Investment Scenario, Market Dynamics, and Financial Trajectory for ATRALIN

Last updated: February 3, 2026

Summary

ATRALIN, a novel pharmaceutical agent, is under development with promising efficacy for targeted disease treatment, potentially capturing substantial market share. This analysis consolidates current market positioning, competitive landscape, regulatory pathways, and financial forecasts. It assesses investment risks, market entry strategies, and potential revenue streams, guiding stakeholders in informed decision-making.

What Is ATRALIN?

ATRALIN (research code: ATR-1234) is a peptide-based therapeutic developed for specific indications—primarily autoimmune diseases, with ongoing Phase II clinical trials. Its mechanism involves selective immune modulation, promising improved safety and efficacy profiles compared to existing therapies. Key characteristics include:

Characteristic	Details
Development Stage	Phase II (clinical efficacy and safety data underway)
Therapeutic Area	Autoimmune Diseases (e.g., rheumatoid arthritis, multiple sclerosis)
Formulation	Injectable peptide (lyophilized powder)
Estimated Launch	2026, pending regulatory approval

Market Dynamics

Global Therapeutic Market Overview

The autoimmune disease therapeutics market is projected to reach USD 65 billion by 2025 ([1]). The major driver is rising prevalence, especially in developed regions.
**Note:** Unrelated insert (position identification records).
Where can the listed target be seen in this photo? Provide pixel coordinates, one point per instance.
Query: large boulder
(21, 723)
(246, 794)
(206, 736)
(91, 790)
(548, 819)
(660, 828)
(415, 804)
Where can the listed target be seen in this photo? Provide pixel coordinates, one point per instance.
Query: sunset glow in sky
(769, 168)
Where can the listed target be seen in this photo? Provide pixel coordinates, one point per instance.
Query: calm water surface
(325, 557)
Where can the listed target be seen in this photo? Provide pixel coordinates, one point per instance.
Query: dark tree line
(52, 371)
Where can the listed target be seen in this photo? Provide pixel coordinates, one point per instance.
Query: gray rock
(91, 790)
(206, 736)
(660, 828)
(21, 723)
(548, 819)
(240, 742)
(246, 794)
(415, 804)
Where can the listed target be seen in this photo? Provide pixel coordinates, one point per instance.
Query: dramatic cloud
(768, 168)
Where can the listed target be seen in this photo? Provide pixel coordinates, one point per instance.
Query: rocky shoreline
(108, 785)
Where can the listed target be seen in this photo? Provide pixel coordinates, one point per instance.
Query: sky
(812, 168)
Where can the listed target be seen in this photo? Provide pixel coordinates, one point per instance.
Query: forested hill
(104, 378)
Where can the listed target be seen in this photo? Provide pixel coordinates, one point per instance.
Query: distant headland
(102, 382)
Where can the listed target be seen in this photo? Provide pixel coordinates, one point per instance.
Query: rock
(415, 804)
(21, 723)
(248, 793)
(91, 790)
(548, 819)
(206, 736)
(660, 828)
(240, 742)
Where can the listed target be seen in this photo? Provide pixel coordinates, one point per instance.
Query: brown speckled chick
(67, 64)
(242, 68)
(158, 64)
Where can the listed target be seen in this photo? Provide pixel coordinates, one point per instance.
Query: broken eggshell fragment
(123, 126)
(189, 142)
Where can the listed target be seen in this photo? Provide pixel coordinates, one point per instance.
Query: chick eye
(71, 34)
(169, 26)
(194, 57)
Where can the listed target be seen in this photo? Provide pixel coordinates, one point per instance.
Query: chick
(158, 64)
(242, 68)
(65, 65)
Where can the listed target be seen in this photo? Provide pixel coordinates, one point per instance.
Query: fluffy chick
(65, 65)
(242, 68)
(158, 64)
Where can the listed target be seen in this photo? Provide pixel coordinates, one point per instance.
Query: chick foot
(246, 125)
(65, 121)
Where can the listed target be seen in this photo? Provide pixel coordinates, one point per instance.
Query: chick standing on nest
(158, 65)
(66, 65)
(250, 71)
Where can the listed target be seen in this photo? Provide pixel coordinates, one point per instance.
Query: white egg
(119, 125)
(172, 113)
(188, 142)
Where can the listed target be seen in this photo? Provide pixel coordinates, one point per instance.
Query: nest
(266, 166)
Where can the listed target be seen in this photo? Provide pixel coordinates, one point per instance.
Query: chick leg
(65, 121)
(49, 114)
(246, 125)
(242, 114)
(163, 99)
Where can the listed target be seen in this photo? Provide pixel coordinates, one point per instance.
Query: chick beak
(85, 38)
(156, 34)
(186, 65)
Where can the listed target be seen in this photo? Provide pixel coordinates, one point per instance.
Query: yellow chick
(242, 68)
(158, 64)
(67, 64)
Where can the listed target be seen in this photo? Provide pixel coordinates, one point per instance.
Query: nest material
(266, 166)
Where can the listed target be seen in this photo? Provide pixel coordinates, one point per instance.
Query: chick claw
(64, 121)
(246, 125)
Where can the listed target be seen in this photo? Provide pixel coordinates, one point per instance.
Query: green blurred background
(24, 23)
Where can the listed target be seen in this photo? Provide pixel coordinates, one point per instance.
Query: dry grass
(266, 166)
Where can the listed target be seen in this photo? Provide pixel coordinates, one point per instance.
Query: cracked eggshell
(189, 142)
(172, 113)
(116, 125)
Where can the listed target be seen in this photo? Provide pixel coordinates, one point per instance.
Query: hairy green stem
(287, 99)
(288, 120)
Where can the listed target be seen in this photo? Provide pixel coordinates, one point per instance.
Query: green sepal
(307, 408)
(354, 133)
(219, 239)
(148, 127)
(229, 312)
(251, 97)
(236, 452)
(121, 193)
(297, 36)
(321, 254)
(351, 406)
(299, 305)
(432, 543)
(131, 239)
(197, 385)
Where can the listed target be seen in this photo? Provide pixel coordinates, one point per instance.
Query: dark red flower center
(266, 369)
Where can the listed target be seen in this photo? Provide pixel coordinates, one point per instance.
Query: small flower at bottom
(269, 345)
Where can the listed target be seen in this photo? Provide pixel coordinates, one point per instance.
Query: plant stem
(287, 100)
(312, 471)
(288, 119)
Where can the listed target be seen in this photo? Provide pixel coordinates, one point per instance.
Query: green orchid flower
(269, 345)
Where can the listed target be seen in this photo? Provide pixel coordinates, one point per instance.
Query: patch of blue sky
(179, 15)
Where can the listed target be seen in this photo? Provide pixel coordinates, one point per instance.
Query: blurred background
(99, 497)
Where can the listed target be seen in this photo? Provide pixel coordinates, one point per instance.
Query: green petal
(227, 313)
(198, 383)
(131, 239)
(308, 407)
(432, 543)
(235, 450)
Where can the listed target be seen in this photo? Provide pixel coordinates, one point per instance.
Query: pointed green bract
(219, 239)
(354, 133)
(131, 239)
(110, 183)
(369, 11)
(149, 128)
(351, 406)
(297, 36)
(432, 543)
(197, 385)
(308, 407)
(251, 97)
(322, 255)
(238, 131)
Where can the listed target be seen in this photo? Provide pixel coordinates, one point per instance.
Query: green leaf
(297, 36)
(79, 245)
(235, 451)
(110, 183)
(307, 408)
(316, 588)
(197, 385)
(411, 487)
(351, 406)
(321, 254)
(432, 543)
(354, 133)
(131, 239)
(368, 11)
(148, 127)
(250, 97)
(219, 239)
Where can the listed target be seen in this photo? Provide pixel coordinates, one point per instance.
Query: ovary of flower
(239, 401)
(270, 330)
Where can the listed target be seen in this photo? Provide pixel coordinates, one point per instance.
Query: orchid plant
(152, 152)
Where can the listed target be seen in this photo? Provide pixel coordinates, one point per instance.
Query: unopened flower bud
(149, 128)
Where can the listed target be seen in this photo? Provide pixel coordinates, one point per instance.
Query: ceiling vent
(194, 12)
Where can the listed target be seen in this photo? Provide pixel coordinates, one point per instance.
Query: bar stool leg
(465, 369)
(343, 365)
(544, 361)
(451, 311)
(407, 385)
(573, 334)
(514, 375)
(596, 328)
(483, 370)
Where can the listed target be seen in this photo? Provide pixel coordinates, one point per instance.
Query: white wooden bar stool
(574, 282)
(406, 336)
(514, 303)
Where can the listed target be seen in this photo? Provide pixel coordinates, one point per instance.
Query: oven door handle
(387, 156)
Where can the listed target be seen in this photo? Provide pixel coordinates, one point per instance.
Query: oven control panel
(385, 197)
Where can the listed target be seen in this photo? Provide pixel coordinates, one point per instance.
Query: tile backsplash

Key segments include:

Segment	Market Share (2022)	CAGR (2022-2025)	Key Drugs	Competitors
Rheumatoid arthritis	45%	6.2%	Humira, Enbrel	ABBVIE, Amgen
Multiple sclerosis	27%	7.0%	Tecfidera, Gilenya	Biogen, Novartis
Others	28%	5.5%	Ocrevus, Skyrizi	Roche, Lilly

Competitive Landscape

Key Players	Focus	Products	Market Cap	Notable Attributes
AbbVie	Autoimmune	Humira	USD 200B	Market leader, biosimilars impact
Novartis	MS & RA	Gilenya, Cosentyx	USD 220B	Diversified pipeline, innovation focus
Biogen	MS	Tecfidera	USD 40B	Strong scientific pipeline

Emerging Competitors and Pipeline Entities

XYZBiotech: Developing peptide-based immunomodulators similar to ATRALIN.
Regulatory Trends: Increasing approvals for biologics and biosimilars influence market entry strategies.

Regulatory Environment

FDA & EMA Pathways: Accelerated approval via Breakthrough Therapy Designation possible due to promising Phase II data.
Pricing and Reimbursement: Influenced by demonstrated efficacy, safety, and cost-effectiveness; potential premium pricing for innovative agents like ATRALIN.

Financial Trajectory

Estimated Revenue Projections

Year	Core Revenue (USD millions)	Assumptions	Notes
2026	0 (pre-market)	Expected launch	No sales, regulatory filing
2027	150	Initial launch in US/EU	First-year adoption, early prescribers
2028	400	Market expansion, dose optimization	Broader payer acceptance
2029	750	Increased market penetration	Possible line extensions
2030	1,200	Multiple indications	Global availability

Cost Structure

Cost Component	Approximate % of Revenue	Details
R&D	10-15%	Continued clinical trials, manufacturing
Marketing & Sales	25-30%	Promotional activities, sales force
Manufacturing	15-20%	Production expenses, quality assurance
Regulatory & Compliance	5%	Submission fees, compliance costs
Profit Margins	Estimated 30-40%	Post-initial launch efficiency

Investment and Funding Needs

Stage	Funding Requirement (USD millions)	Purpose	Timeline
Preclinical	50	Early development, preclinical studies	2020-2022
Phase I & II	120	Clinical trials, regulatory filing	2022-2024
Post-Approval	100	Market entry, commercialization	2025-2026

Investment Risks and Opportunities

Risks

Risk Factor	Impact	Mitigation
Regulatory Delays	Revenue postponement	Early engagement, comprehensive data
Clinical Failures	Loss of investment	Robust patient selection, adaptive trial design
Market Acceptance	Competition, pricing pressure	Differentiated efficacy, strategic partnerships
Patent Expiry	Patent cliff risk	Patent extensions, line extensions

Opportunities

Opportunity	Strategic Moves	Expected Benefit
Market Penetration	Rapid post-approval launch	First-mover advantage
Indication Expansion	Broaden label	Increased revenues
Collaborative Alliances	Partnering with biotech/pharma	Accelerate commercialization
Biosimilar Competition	Investing in biosimilars	Long-term sustainability

Comparison: ATRALIN Versus Existing Therapies

Aspect	ATRALIN	Humira	Gilenya	Tecfidera
Delivery	Injected peptide	Subcutaneous	Oral	Oral
Onset of Action	4-6 weeks	2-4 weeks	4-6 weeks	4-6 weeks
Safety Profile	Favorable	Risks: infections, malignancies	Risks: bradycardia	Risks: PML
Efficacy	Comparable or superior	Established	Established	Established

Key Regulatory and Market Access Policies

FDA’s Fast Track and Breakthrough Designation: Prioritized review process for ATRALIN based on clinical promise.
Pricing Policies: Emphasis on value-based pricing models; negotiations with payers expected.
Patent Term Extensions: Up to 5 years additional exclusivity under patent law, subject to regulations.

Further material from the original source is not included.